You could also say that great music becomes even greater when it is programmed in a sensible, not to mention creative way. Even new music does not come from nothing, from a black hole so to speak. Each and every new piece is somehow embedded in musical history, one of the most incredible sources of human expression. Nathaniel: “All art is about expressing yourself, no matter if you are a composer, a painter, a writer or a performer. No one can do that artificially, by trying to be perfectly new. When you do that, you simply kill the art. That’s why I feel that so much contemporary art is such rubbish, with the artists being so dreadfully self-conscious that really no one can believe in it. They lost the intrinsic value of expression all the way down. Let’s be honest: the emotions we experience are not new, they are of all times, and a composer should not ‘steer’ these in a calculated way. If he did? They would work out to be anti-musical gestures, which are absolutely worthless.”
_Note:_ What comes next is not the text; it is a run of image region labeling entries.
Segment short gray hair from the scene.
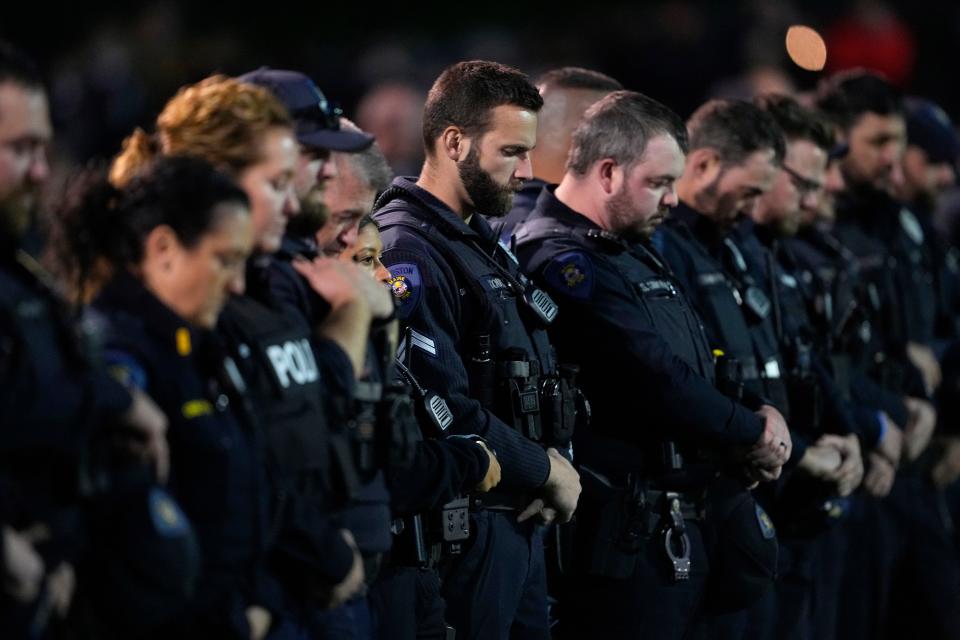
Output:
[567,91,688,176]
[342,143,393,195]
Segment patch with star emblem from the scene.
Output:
[388,262,423,318]
[543,251,594,299]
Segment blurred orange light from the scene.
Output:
[786,24,827,71]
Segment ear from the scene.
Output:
[437,126,469,162]
[143,224,181,272]
[595,158,624,196]
[684,147,720,184]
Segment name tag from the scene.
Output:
[697,272,724,287]
[637,280,677,296]
[763,359,780,380]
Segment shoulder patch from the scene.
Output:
[543,251,594,300]
[103,349,147,391]
[388,262,423,318]
[754,504,777,540]
[149,487,189,538]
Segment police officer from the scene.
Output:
[515,91,790,638]
[654,100,800,637]
[244,70,499,637]
[818,72,960,637]
[733,95,873,638]
[83,159,282,638]
[489,67,623,245]
[112,76,382,636]
[374,61,580,638]
[0,42,168,637]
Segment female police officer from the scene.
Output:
[62,158,277,638]
[111,76,389,636]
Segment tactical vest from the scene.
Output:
[377,190,587,448]
[666,225,789,415]
[516,218,714,383]
[218,296,334,497]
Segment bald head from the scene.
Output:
[531,67,623,184]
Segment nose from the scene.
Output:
[513,153,533,180]
[318,154,340,182]
[227,266,247,296]
[29,146,50,184]
[823,162,846,193]
[373,259,391,284]
[937,163,957,188]
[800,189,823,211]
[663,185,680,207]
[340,220,360,249]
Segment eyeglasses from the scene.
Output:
[780,164,823,196]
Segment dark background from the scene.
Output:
[0,0,960,168]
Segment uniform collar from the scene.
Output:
[384,176,493,239]
[94,268,209,357]
[668,201,727,251]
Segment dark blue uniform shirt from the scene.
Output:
[374,178,555,491]
[514,187,763,478]
[93,271,281,637]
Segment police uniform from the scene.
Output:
[731,219,876,638]
[515,187,773,638]
[374,178,573,638]
[218,256,390,638]
[833,189,960,638]
[0,241,131,636]
[265,236,489,640]
[93,269,282,638]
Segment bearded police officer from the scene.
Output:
[374,61,580,638]
[515,91,790,638]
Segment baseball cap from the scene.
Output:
[904,97,960,165]
[237,67,373,153]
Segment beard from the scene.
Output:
[607,188,669,241]
[287,189,330,238]
[457,147,523,218]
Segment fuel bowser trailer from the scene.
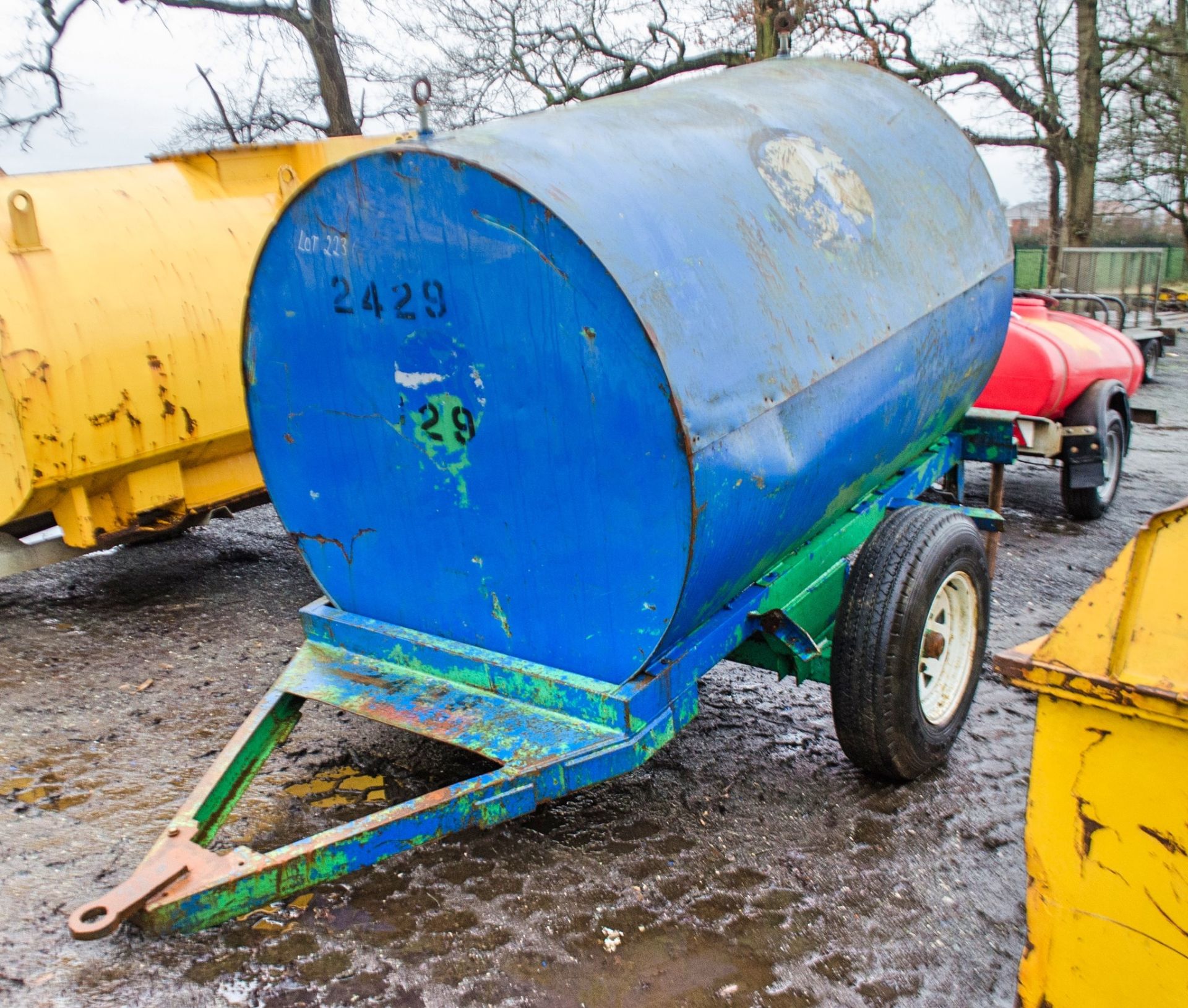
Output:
[70,59,1014,938]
Let’s just agree that music should come from the heart, but at the same time we should not make it too simple a statement. No matter how far or how deep the emotions go, any good composer knows they need to be controlled in a structured way. One might even say that these emotions must be properly channelled in order to get to their destination. Composing by heart and by mind also means that the composer will always reach for the optimum effect. That also means structure and form, most often on an almost molecular level, greatly scaled and highly detailed. To put it in a nutshell: good music requires calculation. Nathaniel: “Absolutely, I couldn’t agree more, although maybe some composers can do without it, but not without skill because then it would appear to be a lost battle after all.”

How important is innovation in the creative arts, and particularly in music? Nathaniel: “The main question is, where should we put the emphasis? On innovation or on sincerity of expression? Or both?” I gave him my answer: on both.

I wanted to know why the Navarra’s recording on the Altara label was music by Haydn, the “Seven Last Words of Christ on the Cross”. Marije Ploemacher: “We very much liked the idea of not only recording this work but also, in conjunction with the CD booklet, reproducing Jamie Boyd’s highly dramatic paintings. I believe it worked out be a feast for the ears
and the eyes. Even more so, we gave concert performances of this great work, whereas Jamie exhibited some of these paintings on the same occasion, as was done at the City of London Festival in St Stephen Walbrook, a small Anglican Parish church in London, for example.”

Talking about graphics, I recalled my interview with the Norwegian pianist Leif Ove Andsnes (here) and the South African graphic artist Robin Rhode, who worked together in a project called
Pictures Reframed. Modest Mussorgsky’s (1839-1881) piano suite Pictures at an Exhibition, based on paintings by Viktor Hartmann (1834-1873), was at the heart of this venture, with Andsnes performing the music on stage and Rhode’s video graphics projected at the same time onto a specially designed stage set. Although two quite different projects, they both shared the same principle of the ear that meets the eye (or the eye meeting the ear). All the senses are activated, with the aural spectrum reaching visionary dimensions…literally! Marije: “We loved the idea of bringing this music and the painted images together, and not particularly from the standpoint of religion. But apart from that, Haydn wrote incredibly inspired music, which is actually a privilege to explore. Simone: “His music brings great rewards, to all of us, but also to our audiences. And finally, we get so much in return!”